In order to reduce or eliminate the hazards of occupational exposure to blood borne pathogens, an employer must implement an exposure control plan for the worksite with details on employee protection measures. The plan must also describe how an 

employer will use engineering and work practice controls, personal protective clothing and equipment, employee training, medical surveillance, hepatitis B vaccinations, . Engineering controls are the primary means of eliminating or minimising employee exposure and include the use of safer medical devices, such as needleless devices, shielded needle devices, and plastic capillary tubes. 

Needlestick and Sharps Injury Prevention. 
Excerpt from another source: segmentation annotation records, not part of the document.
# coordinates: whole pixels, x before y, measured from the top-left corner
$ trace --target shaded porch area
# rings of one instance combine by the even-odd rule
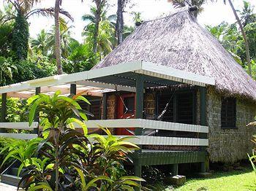
[[[184,124],[174,122],[163,122],[143,119],[143,103],[145,90],[151,87],[172,87],[179,85],[191,85],[200,90],[200,124]],[[89,120],[85,123],[89,129],[102,125],[112,129],[134,129],[130,141],[139,145],[140,149],[132,153],[132,157],[135,167],[135,175],[141,176],[141,166],[146,165],[173,165],[173,174],[178,173],[178,163],[200,163],[201,171],[206,171],[206,147],[208,145],[207,133],[208,128],[206,120],[206,87],[214,85],[214,79],[210,77],[186,72],[169,67],[146,62],[132,62],[109,66],[99,69],[72,74],[54,76],[19,84],[0,87],[2,95],[1,120],[0,122],[1,136],[30,139],[39,133],[39,122],[35,122],[32,127],[28,122],[7,122],[6,101],[7,96],[26,98],[31,95],[44,93],[53,94],[61,90],[64,95],[80,93],[85,96],[102,98],[102,117],[99,120]],[[61,89],[62,88],[62,89]],[[134,119],[107,119],[106,95],[110,92],[126,92],[135,93]],[[7,129],[34,128],[32,133],[10,133]],[[192,132],[197,137],[172,137],[146,133],[155,130]],[[151,150],[144,146],[197,147],[196,151]]]

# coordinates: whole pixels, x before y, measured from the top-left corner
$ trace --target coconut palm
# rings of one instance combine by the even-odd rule
[[[117,0],[116,35],[118,44],[121,44],[124,39],[124,12],[125,7],[129,1],[130,0]]]
[[[240,18],[236,12],[236,10],[234,5],[233,4],[231,0],[227,0],[227,1],[228,1],[229,4],[232,9],[232,11],[235,15],[236,22],[239,26],[241,33],[242,34],[242,36],[243,36],[244,45],[245,45],[245,50],[246,50],[246,62],[247,62],[247,65],[248,65],[248,73],[252,77],[251,57],[250,57],[250,54],[249,54],[249,43],[248,43],[246,34],[244,31],[243,24],[242,24],[242,23],[241,23],[241,20],[240,20]],[[226,4],[226,0],[223,0],[223,2],[225,4]]]
[[[60,42],[61,57],[67,58],[69,55],[69,44],[75,39],[71,37],[70,28],[72,26],[68,26],[66,23],[61,22],[60,25]],[[48,44],[53,52],[55,49],[55,28],[54,26],[48,33]]]
[[[17,71],[17,68],[12,64],[11,58],[0,57],[0,85],[10,84],[15,71]]]
[[[83,20],[86,21],[91,20],[94,23],[94,34],[93,34],[93,46],[92,50],[94,53],[97,52],[97,39],[99,35],[99,23],[102,20],[102,15],[105,13],[105,7],[107,4],[107,0],[94,0],[95,7],[91,8],[91,13],[93,15],[85,15]]]
[[[203,8],[203,4],[206,3],[206,0],[167,0],[168,2],[173,4],[174,7],[180,8],[184,7],[196,7],[197,9],[195,11],[195,16],[197,17],[200,13]],[[212,1],[212,0],[211,0]]]
[[[31,39],[31,47],[37,53],[47,56],[50,49],[49,36],[45,29],[42,29],[37,38]]]
[[[255,7],[252,6],[249,2],[244,1],[243,10],[239,12],[244,27],[247,24],[256,22],[256,14],[254,13],[254,9]]]
[[[91,23],[86,26],[86,30],[83,32],[83,35],[86,37],[86,42],[87,43],[93,44],[95,37],[94,32],[95,25]],[[97,39],[97,53],[98,53],[99,59],[112,51],[113,43],[116,42],[113,39],[114,36],[115,28],[109,20],[105,20],[99,22]]]
[[[15,20],[12,31],[12,50],[17,59],[26,59],[29,49],[28,18],[34,14],[42,12],[40,9],[32,9],[34,4],[40,0],[5,0],[12,5],[15,12],[10,12],[3,17],[4,22]]]

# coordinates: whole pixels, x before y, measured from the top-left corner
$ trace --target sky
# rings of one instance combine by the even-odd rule
[[[247,0],[252,5],[255,6],[255,11],[256,12],[256,1]],[[52,7],[54,6],[54,0],[44,0],[36,7]],[[116,12],[117,0],[109,0],[110,6],[108,12],[109,15]],[[162,16],[168,15],[174,12],[174,8],[167,0],[131,0],[130,5],[128,5],[124,14],[124,23],[127,25],[132,24],[132,17],[130,13],[132,12],[140,12],[143,20],[152,20]],[[202,25],[216,26],[226,21],[229,23],[235,22],[235,17],[228,4],[225,5],[223,0],[219,0],[217,2],[210,2],[203,6],[204,11],[198,17],[198,22]],[[233,0],[233,4],[236,9],[241,9],[243,7],[243,0]],[[89,14],[90,12],[90,6],[91,0],[83,0],[83,3],[80,0],[63,0],[62,7],[64,9],[69,12],[74,17],[74,22],[69,21],[69,25],[72,26],[72,35],[79,40],[83,41],[81,33],[86,23],[82,20],[81,17],[85,14]],[[2,0],[0,2],[0,7],[2,8]],[[46,18],[42,16],[33,16],[29,20],[30,23],[31,36],[35,37],[42,29],[49,29],[54,23],[53,18]]]

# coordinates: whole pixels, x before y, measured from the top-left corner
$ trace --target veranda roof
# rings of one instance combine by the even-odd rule
[[[217,90],[256,99],[256,82],[187,8],[143,23],[94,69],[145,61],[216,79]]]
[[[139,61],[0,87],[0,93],[7,93],[9,96],[26,98],[34,94],[36,87],[41,87],[41,93],[53,94],[60,90],[64,94],[69,94],[69,84],[76,84],[78,93],[86,91],[84,94],[93,96],[102,96],[102,93],[116,90],[135,92],[136,76],[138,74],[143,75],[145,87],[178,84],[198,86],[215,84],[214,78]]]

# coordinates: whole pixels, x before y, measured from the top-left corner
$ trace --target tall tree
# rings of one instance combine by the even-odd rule
[[[212,0],[211,0],[212,1]],[[167,0],[168,2],[173,4],[174,7],[196,7],[197,9],[195,11],[195,16],[197,17],[197,15],[200,13],[203,8],[203,4],[205,4],[206,0]]]
[[[62,65],[61,65],[61,30],[59,26],[59,11],[61,9],[60,6],[61,4],[61,0],[55,1],[54,7],[54,22],[55,22],[55,57],[56,58],[57,64],[57,74],[62,74]],[[57,179],[57,178],[56,178]],[[59,177],[58,177],[59,179]]]
[[[117,20],[116,26],[116,34],[117,36],[117,44],[123,42],[124,30],[124,3],[126,0],[117,0]]]
[[[243,26],[256,22],[256,14],[254,13],[255,7],[252,6],[249,2],[244,1],[244,7],[242,11],[239,11],[241,20]]]
[[[95,12],[95,27],[94,34],[94,44],[93,52],[96,53],[97,52],[97,39],[99,35],[99,26],[101,20],[101,14],[104,11],[104,7],[106,5],[106,0],[94,0],[96,5]]]
[[[35,3],[40,0],[5,0],[12,5],[15,12],[5,15],[4,22],[15,20],[12,30],[12,50],[16,59],[25,60],[28,55],[29,30],[28,18],[34,14],[40,14],[43,9],[32,9]]]
[[[49,35],[45,29],[42,29],[37,38],[31,39],[31,47],[37,53],[47,56],[50,49]]]
[[[226,0],[223,0],[224,3],[226,4]],[[244,39],[244,45],[245,45],[245,50],[246,50],[246,62],[247,62],[247,65],[248,65],[248,73],[252,77],[252,66],[251,66],[251,57],[250,57],[250,54],[249,54],[249,43],[248,43],[248,40],[247,40],[247,37],[246,37],[246,34],[244,31],[244,26],[243,24],[236,12],[236,10],[234,7],[234,5],[233,4],[231,0],[227,0],[232,11],[235,15],[236,20],[237,21],[237,23],[239,26],[241,32],[243,36],[243,39]]]

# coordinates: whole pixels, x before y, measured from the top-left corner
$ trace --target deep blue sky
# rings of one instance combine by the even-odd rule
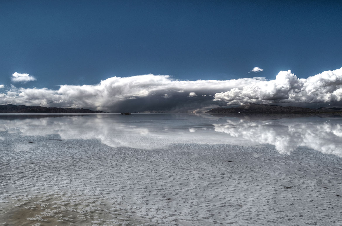
[[[342,67],[340,1],[0,1],[0,84],[300,77]],[[247,73],[254,67],[264,69]]]

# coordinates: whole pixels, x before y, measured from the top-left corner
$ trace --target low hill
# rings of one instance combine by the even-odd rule
[[[0,105],[0,113],[106,113],[83,108],[45,108],[40,106],[4,104]]]
[[[275,104],[250,103],[238,107],[224,108],[216,108],[206,112],[210,114],[232,113],[338,113],[342,114],[342,108],[320,108],[317,109],[289,106],[282,107]]]

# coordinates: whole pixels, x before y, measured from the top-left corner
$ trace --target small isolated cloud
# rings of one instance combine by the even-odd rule
[[[260,68],[259,67],[256,67],[253,69],[252,69],[252,70],[251,71],[252,72],[260,72],[260,71],[262,71],[263,70],[264,70],[263,69],[261,69],[261,68]]]
[[[31,76],[28,74],[21,74],[17,72],[15,72],[12,74],[11,80],[13,82],[22,82],[26,83],[30,81],[35,81],[37,80],[36,78]]]
[[[197,94],[195,92],[191,92],[189,94],[189,97],[196,97],[197,96]]]

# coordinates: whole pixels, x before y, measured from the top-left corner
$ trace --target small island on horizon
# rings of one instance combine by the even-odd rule
[[[0,113],[108,113],[83,108],[46,108],[40,106],[4,104],[0,105]]]
[[[215,108],[206,112],[209,114],[314,113],[342,114],[342,108],[323,108],[317,109],[288,106],[283,107],[275,104],[250,103],[238,107]]]

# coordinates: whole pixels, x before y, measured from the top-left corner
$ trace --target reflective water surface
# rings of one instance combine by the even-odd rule
[[[3,225],[342,225],[337,115],[2,114],[0,142]]]

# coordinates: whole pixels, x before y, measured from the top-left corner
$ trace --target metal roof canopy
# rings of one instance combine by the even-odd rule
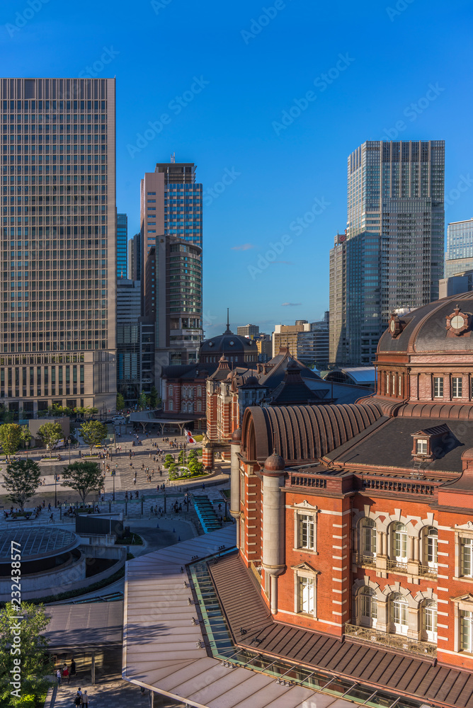
[[[93,651],[103,647],[121,646],[123,636],[123,603],[84,603],[49,605],[51,621],[45,632],[48,651]]]

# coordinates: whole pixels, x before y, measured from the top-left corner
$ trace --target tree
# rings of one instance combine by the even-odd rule
[[[12,552],[12,558],[15,555]],[[0,610],[0,704],[5,708],[26,704],[22,700],[27,695],[39,699],[46,690],[49,682],[43,677],[54,666],[44,636],[50,619],[42,605],[22,603],[19,607],[7,603]],[[18,673],[21,682],[15,680]]]
[[[139,394],[139,398],[138,399],[138,408],[142,410],[146,408],[146,394],[144,391]]]
[[[6,465],[4,485],[11,501],[22,511],[25,502],[36,493],[40,474],[39,464],[33,459],[13,459]]]
[[[38,437],[44,442],[50,451],[50,457],[52,448],[64,438],[64,433],[60,423],[45,423],[38,431]]]
[[[10,459],[10,455],[13,455],[21,445],[22,435],[21,426],[16,423],[0,426],[0,442],[7,459]]]
[[[81,426],[81,435],[82,440],[91,448],[92,454],[92,446],[94,445],[102,445],[103,440],[107,437],[108,430],[107,426],[100,421],[88,421]]]
[[[117,411],[122,411],[125,408],[125,399],[121,394],[117,394]]]
[[[68,464],[64,468],[62,479],[61,486],[76,491],[84,506],[87,496],[92,491],[100,492],[105,481],[100,464],[86,461]]]

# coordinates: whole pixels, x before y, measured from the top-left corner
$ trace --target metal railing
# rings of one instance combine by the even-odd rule
[[[356,563],[358,566],[371,566],[375,568],[376,556],[365,556],[363,554],[358,554],[356,556]]]
[[[411,653],[421,656],[436,656],[437,646],[427,641],[419,641],[403,634],[390,634],[385,632],[380,632],[371,627],[357,627],[355,624],[346,624],[345,634],[347,636],[355,636],[358,639],[372,641],[374,644],[382,644],[393,649],[400,649]]]

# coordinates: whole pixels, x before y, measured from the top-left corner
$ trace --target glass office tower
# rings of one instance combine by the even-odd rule
[[[438,297],[444,141],[365,142],[348,157],[348,183],[346,350],[332,351],[368,364],[393,311]]]
[[[115,409],[115,79],[2,79],[0,402]],[[110,236],[109,238],[109,236]]]
[[[445,278],[473,268],[473,219],[452,222],[447,227]]]

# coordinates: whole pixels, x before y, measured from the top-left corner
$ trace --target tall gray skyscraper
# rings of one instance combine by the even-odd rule
[[[2,79],[0,397],[115,409],[113,79]]]
[[[164,365],[196,361],[203,334],[202,184],[193,162],[158,163],[145,173],[141,236],[143,311],[155,324],[157,379]]]
[[[438,297],[444,141],[365,142],[348,157],[348,178],[346,350],[338,353],[367,364],[394,310]]]
[[[447,227],[445,278],[473,268],[473,219],[452,222]]]
[[[117,214],[117,278],[128,275],[128,217]]]

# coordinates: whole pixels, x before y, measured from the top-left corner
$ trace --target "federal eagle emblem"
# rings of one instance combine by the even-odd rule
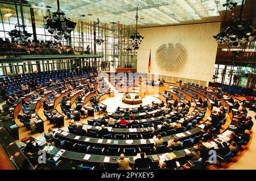
[[[162,45],[156,51],[156,61],[158,66],[168,70],[175,70],[181,67],[187,61],[187,52],[179,43],[175,47],[172,43]]]

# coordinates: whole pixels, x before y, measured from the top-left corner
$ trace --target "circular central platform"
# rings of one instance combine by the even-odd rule
[[[135,96],[138,96],[138,94],[137,94]],[[138,99],[135,99],[135,96],[134,96],[134,97],[130,96],[130,98],[127,98],[125,96],[123,96],[123,98],[122,99],[122,101],[124,103],[131,105],[142,103],[142,98],[139,97]]]
[[[130,93],[131,97],[134,97],[137,95],[137,93]],[[122,102],[122,98],[124,93],[115,94],[115,96],[112,98],[109,98],[102,100],[101,103],[107,106],[107,111],[110,112],[115,112],[118,107],[123,108],[129,108],[138,107],[138,104],[128,104]],[[142,103],[141,104],[142,106],[151,104],[152,102],[159,103],[161,100],[156,96],[146,95],[144,98],[142,98]]]

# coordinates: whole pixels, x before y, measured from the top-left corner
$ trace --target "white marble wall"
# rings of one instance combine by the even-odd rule
[[[220,31],[220,23],[142,28],[144,37],[138,50],[137,71],[148,72],[151,49],[151,73],[159,75],[204,81],[212,81],[217,44],[213,36]],[[176,70],[160,68],[155,61],[155,52],[162,45],[180,43],[185,48],[187,61]]]

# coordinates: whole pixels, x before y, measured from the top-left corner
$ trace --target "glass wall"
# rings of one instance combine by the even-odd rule
[[[10,8],[15,11],[15,6],[13,5],[8,5]],[[86,20],[85,18],[79,19],[71,19],[71,20],[77,23],[76,27],[73,31],[71,32],[71,38],[70,40],[64,40],[59,41],[55,40],[52,35],[49,33],[47,30],[43,28],[42,25],[46,23],[46,20],[43,18],[43,15],[46,15],[45,10],[38,9],[31,9],[29,6],[18,6],[19,20],[20,24],[26,26],[26,29],[28,33],[32,33],[31,19],[35,18],[36,26],[36,34],[37,40],[39,41],[60,41],[63,45],[71,46],[77,51],[84,51],[86,50],[88,45],[89,46],[91,51],[102,52],[103,58],[93,58],[81,60],[81,66],[86,65],[95,65],[98,70],[114,71],[117,67],[124,68],[125,66],[130,65],[133,68],[137,68],[137,56],[135,53],[125,52],[126,45],[121,45],[123,40],[127,40],[128,37],[134,31],[134,26],[126,26],[116,23],[102,23],[96,25],[96,22]],[[34,15],[31,16],[31,11],[34,12]],[[2,12],[1,15],[2,16]],[[16,13],[7,18],[0,19],[0,38],[3,39],[9,39],[10,37],[8,32],[14,29],[15,26],[17,23],[17,15]],[[100,37],[104,40],[101,45],[96,45],[95,40]],[[32,36],[28,40],[34,40]],[[52,61],[49,61],[49,64]],[[46,63],[48,61],[46,61]],[[42,62],[42,64],[46,62]],[[57,61],[59,64],[59,61]],[[23,64],[23,63],[20,63]],[[31,65],[31,69],[33,71],[37,70],[37,65],[35,62],[26,63],[26,64]],[[56,67],[49,65],[49,67],[44,67],[43,65],[40,65],[41,71],[46,70],[51,70],[56,69]],[[54,65],[54,64],[52,64]],[[63,65],[63,64],[60,64]],[[79,65],[79,64],[78,64]],[[7,71],[9,74],[15,73],[21,73],[22,69],[20,66],[16,67],[18,69],[12,71],[10,67],[7,68]],[[2,65],[2,66],[3,66]],[[15,69],[14,66],[14,69]],[[64,65],[60,65],[57,68],[63,68]],[[65,67],[67,68],[67,67]],[[0,68],[0,75],[3,74],[3,68]],[[30,70],[24,70],[24,72]],[[4,72],[4,71],[3,71]]]

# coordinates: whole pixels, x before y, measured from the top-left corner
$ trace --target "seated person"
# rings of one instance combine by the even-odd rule
[[[181,142],[179,141],[177,137],[175,136],[173,139],[168,141],[167,147],[172,149],[175,148],[179,148],[181,145]]]
[[[141,152],[141,158],[137,158],[134,161],[136,167],[139,169],[148,169],[152,163],[152,160],[150,158],[145,158],[144,152]]]
[[[200,151],[197,147],[194,148],[194,150],[191,151],[191,153],[186,153],[186,155],[190,157],[190,159],[192,161],[197,161],[200,158]]]
[[[119,124],[128,124],[129,123],[126,120],[125,120],[124,117],[122,117],[120,119],[120,120],[118,121],[118,123]]]
[[[38,123],[38,118],[36,115],[34,114],[30,120],[30,125],[31,128],[31,131],[34,131],[36,128],[36,123]]]
[[[48,129],[48,132],[46,133],[46,135],[48,137],[49,139],[52,139],[55,136],[55,134],[53,133],[53,131],[52,128],[49,128]]]
[[[167,130],[170,129],[170,125],[167,124],[166,121],[163,122],[163,125],[161,127],[161,132],[166,132]]]
[[[120,155],[120,158],[117,161],[118,170],[131,170],[130,167],[130,160],[129,158],[126,158],[123,154]]]
[[[158,134],[157,136],[156,139],[155,140],[155,142],[154,144],[154,149],[156,150],[157,146],[162,145],[163,143],[163,140],[162,138],[161,134]]]
[[[243,134],[243,135],[241,136],[241,138],[243,140],[243,141],[248,142],[250,138],[250,131],[249,131],[248,129],[245,130],[244,133]]]
[[[127,99],[131,99],[131,95],[130,95],[130,94],[127,93],[126,95],[125,98]]]
[[[8,99],[6,100],[6,104],[7,104],[10,106],[12,106],[14,104],[15,102],[15,100],[11,96],[9,96]]]
[[[155,125],[154,126],[154,129],[152,132],[155,136],[158,136],[160,133],[160,129],[158,128],[158,126]]]
[[[230,149],[229,148],[228,142],[224,142],[218,145],[218,149],[217,151],[217,155],[223,158],[225,155],[229,153]]]
[[[210,140],[212,139],[213,134],[212,133],[212,130],[210,129],[208,129],[206,133],[204,134],[203,137],[201,138],[203,141],[207,141],[208,140]]]
[[[237,150],[237,143],[234,141],[232,141],[231,142],[231,145],[229,146],[229,148],[230,149],[231,153],[234,153]]]
[[[138,121],[135,119],[135,116],[133,117],[132,120],[133,120],[133,121],[130,123],[131,126],[133,126],[133,125],[134,125],[134,124],[139,124],[139,122],[138,122]]]
[[[142,104],[139,105],[139,107],[138,108],[138,112],[141,112],[141,111],[143,110],[143,107],[142,107]]]
[[[102,138],[104,135],[109,134],[110,133],[111,133],[111,132],[110,132],[107,128],[105,128],[105,125],[102,124],[101,125],[101,129],[98,131],[98,136],[99,138]]]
● Safe handling of needles and other sharp devices are components of standard precautions that are implemented to prevent health care workers exposure to blood borne pathogens. 

The Needlestick Safety and Prevention Act mandates the use of sharps with engineered safety devices when suitable devices exist

● Used needles should be discarded immediately after use and not recapped, bent, cut, removed from the syringe or tube holder, or otherwise manipulated.

● Any used needles, lancets, or other contaminated sharps should be placed in a leak-proof, puncture-resistant sharps container that is labelled with a biohazard label. 

● Do not overfill sharps containers. 

● Discard after 2/3 full or when contents are at the full line indicated on the containers. 

● Used sharps containers may be taken to a collection facility such as an area pharmacy, hospital, or outsourced company that provides this service 

Waste Disposal.

Sharp items should be disposed of in containers that are puncture resistant, leak-proof, closable, and labelled with the biohazard symbol or are red in colour. Sharps containers should be replaced when filled up to the indicated full line. Items generated by local public health agencies that should be discarded into sharps containers include contaminated items that may easily cause cuts or punctures in the skin (used needles, lancets, broken glass or rigid plastic vials) and unused needles and lancets that are being discarded. Syringes or blood collection tube holders attached to needles must also be discarded still attached to the needles. 

● Non-sharp disposable items saturated with blood or body fluids (i.e., fluid can be poured or squeezed from the item or fluid is flaking or dripping from the item) should be discarded into biohazard bags that are puncture-resistant, leak-proof, and labelled with a biohazard symbol or red in colour. Such items may include used PPE and disposable rags or cloths. 

A local public health agency that generates infectious waste is required to maintain a log of waste that is transported from the agency, regardless of the amount or how it is transported. The log must contain the following information: date of disposal, location to which waste is transported, name of person transporting the waste, and the amount and type of waste transported (e.g., three sharps containers or five biohazard bags). Care must be taken to contain the waste during transport, keep waste separate from clean items in the transport vehicle, and to clean and disinfect areas of the vehicle containing infectious waste before hauling clean items and materials. 

Safe Injection Practices

● Use of a new needle and syringe every time a medication vial is accessed  

● Use of a new needle and syringe with each injection of a client

● Using medication vials for one client only, whenever possible

● Safe injection practices packet 

Hand washing is the single most important way to prevent the spread of infection. 

Hand decontamination has a dual role to protect both the patient and the practitioner from acquiring microorganisms (germs) which may cause them harm. Hands may look clean but invisible micro-organisms are always present, some harmful, some not. Removal of microorganisms is the most important factor in preventing them from being transferred to other people.